Finaly got the pics of Halloween night donloaded and i am pretty happy w/ them. The night was great temps in the mid 50's little to no wind and alot of great fog. So here are some of the pics of our yard this year.









Front Yard Picture showing the cemetery and lights.









Pic of my skelly diggin up a friend.









Stone


















Toe Pincher w/ red strobe and 400 watt fogger inside and Lamp post w/ orange flickering light using flourescent starter ballast.


----------



## beelce (Jul 21, 2007)

Very nice ...love your grave digger....nice lighting too


----------



## SoCal Scare (Aug 3, 2007)

*More Pics*

Here are a few more pics.

















Back of the cemetery showing fence and fog.

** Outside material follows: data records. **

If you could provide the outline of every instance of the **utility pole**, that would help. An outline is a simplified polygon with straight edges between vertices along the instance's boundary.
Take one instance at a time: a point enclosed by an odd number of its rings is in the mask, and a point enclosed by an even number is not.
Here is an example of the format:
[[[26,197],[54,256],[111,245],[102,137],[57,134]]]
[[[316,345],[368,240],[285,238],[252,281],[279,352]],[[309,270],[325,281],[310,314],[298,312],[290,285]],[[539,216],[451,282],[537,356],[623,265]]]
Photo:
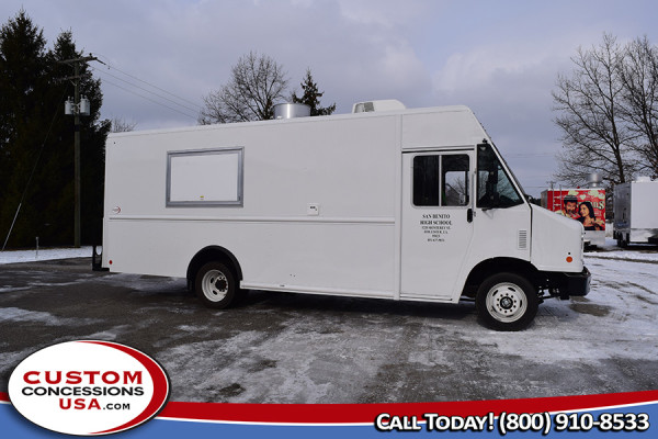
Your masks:
[[[63,78],[63,80],[72,79],[73,80],[73,102],[66,102],[66,114],[73,115],[73,167],[75,167],[75,177],[73,177],[73,185],[75,185],[75,209],[73,209],[73,246],[76,248],[80,248],[80,115],[89,115],[90,106],[89,100],[82,97],[82,102],[80,101],[80,64],[88,61],[99,61],[99,59],[93,56],[83,56],[80,58],[73,59],[65,59],[60,61],[61,64],[73,65],[73,76],[68,78]],[[99,61],[100,63],[100,61]]]

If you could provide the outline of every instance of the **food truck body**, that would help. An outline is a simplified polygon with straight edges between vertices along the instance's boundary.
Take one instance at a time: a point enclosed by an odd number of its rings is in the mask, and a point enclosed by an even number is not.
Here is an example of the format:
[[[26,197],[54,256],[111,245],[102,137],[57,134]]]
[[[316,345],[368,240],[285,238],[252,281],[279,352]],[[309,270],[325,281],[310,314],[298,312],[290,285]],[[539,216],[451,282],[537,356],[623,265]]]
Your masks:
[[[589,291],[582,225],[525,200],[466,106],[112,134],[102,267],[245,290],[457,303],[517,330]]]

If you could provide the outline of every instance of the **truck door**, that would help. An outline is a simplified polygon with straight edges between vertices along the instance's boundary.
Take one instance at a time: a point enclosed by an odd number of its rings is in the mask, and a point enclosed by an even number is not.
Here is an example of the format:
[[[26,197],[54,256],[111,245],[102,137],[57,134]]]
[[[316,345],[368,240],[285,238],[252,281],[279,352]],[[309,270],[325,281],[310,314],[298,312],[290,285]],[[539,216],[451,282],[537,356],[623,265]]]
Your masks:
[[[402,154],[400,297],[445,299],[473,237],[474,149]]]

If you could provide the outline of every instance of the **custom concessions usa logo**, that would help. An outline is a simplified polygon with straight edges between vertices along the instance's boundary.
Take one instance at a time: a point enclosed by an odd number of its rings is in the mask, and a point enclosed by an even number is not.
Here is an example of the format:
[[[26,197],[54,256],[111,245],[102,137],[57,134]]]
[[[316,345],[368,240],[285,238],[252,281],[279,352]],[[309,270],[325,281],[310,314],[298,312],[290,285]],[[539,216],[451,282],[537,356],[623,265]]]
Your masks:
[[[164,370],[145,353],[107,341],[42,349],[9,379],[12,405],[34,424],[68,435],[124,431],[156,416],[169,398]]]

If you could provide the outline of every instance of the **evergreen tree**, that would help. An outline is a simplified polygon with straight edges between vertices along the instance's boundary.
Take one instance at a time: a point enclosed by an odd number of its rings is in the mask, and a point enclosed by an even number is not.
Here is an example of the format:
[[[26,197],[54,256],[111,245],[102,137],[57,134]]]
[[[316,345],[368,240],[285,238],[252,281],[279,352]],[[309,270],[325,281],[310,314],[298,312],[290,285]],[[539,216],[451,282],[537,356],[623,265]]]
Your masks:
[[[8,247],[32,246],[36,236],[44,246],[73,240],[75,126],[73,117],[64,114],[66,98],[73,94],[73,68],[63,61],[83,55],[70,32],[63,32],[52,49],[46,52],[45,46],[43,32],[25,11],[0,33],[0,87],[1,94],[9,97],[0,104],[2,241],[23,200]],[[110,123],[99,121],[100,80],[92,78],[84,63],[80,75],[80,94],[91,103],[91,115],[80,117],[82,241],[91,244],[100,243]]]
[[[30,164],[39,151],[37,133],[42,124],[42,98],[47,90],[45,46],[43,31],[24,10],[0,30],[0,230],[3,234],[9,232],[31,175]],[[21,227],[18,229],[21,232]]]
[[[310,106],[311,116],[325,116],[336,111],[336,103],[329,106],[320,106],[319,98],[321,98],[325,92],[318,91],[318,85],[314,82],[310,69],[306,69],[306,78],[304,78],[300,86],[302,90],[304,90],[304,94],[298,98],[297,93],[293,92],[293,103],[303,103]]]

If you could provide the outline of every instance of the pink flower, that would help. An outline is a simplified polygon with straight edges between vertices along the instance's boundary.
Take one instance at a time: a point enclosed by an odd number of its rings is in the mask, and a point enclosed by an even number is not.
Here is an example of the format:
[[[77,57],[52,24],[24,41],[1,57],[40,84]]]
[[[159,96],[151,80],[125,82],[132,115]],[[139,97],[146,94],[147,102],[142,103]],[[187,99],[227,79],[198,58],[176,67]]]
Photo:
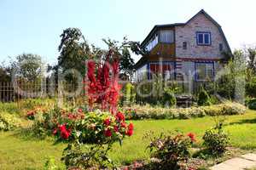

The black spot on the left of the stone are a couple of black roses in a vase.


----------



## Lilly (Jun 13, 2006)

nice pics socal
yard looks good


----------



## slightlymad (May 25, 2006)

lookin good


----------



## Scary Godmother (Oct 13, 2007)

Looks great, your fog is awesome, really completes the scene.


----------



## Ghoulbug (Apr 24, 2007)

I like the fog..looks cool..


----------



## RoxyBlue (Oct 6, 2008)

So did the skellie succeed in helping his friend escape?

"Craven Morelife" - funny!


----------



## SoCal Scare (Aug 3, 2007)

Thanks all for the kind words. Roxy my skelly was able to reserect a friend at an after halloween sale so it looks like he may have a digging partner for next year.


----------



## Haunted Bayou (Feb 16, 2007)

I took the liberty so I could see...hope you don't mind. I am no photoshop expert. LOL!

Very nice haunt. Everything looks great. Love the epitaph!


----------



## SoCal Scare (Aug 3, 2007)

No problem Bayou, I am obviosly not much of a photoshop user at all otherwise I probably would have cleaned up my pics before posting. Glad you liked it.


----------



## hwldknights (Sep 8, 2009)

The grave digger skeleton is awesome!


----------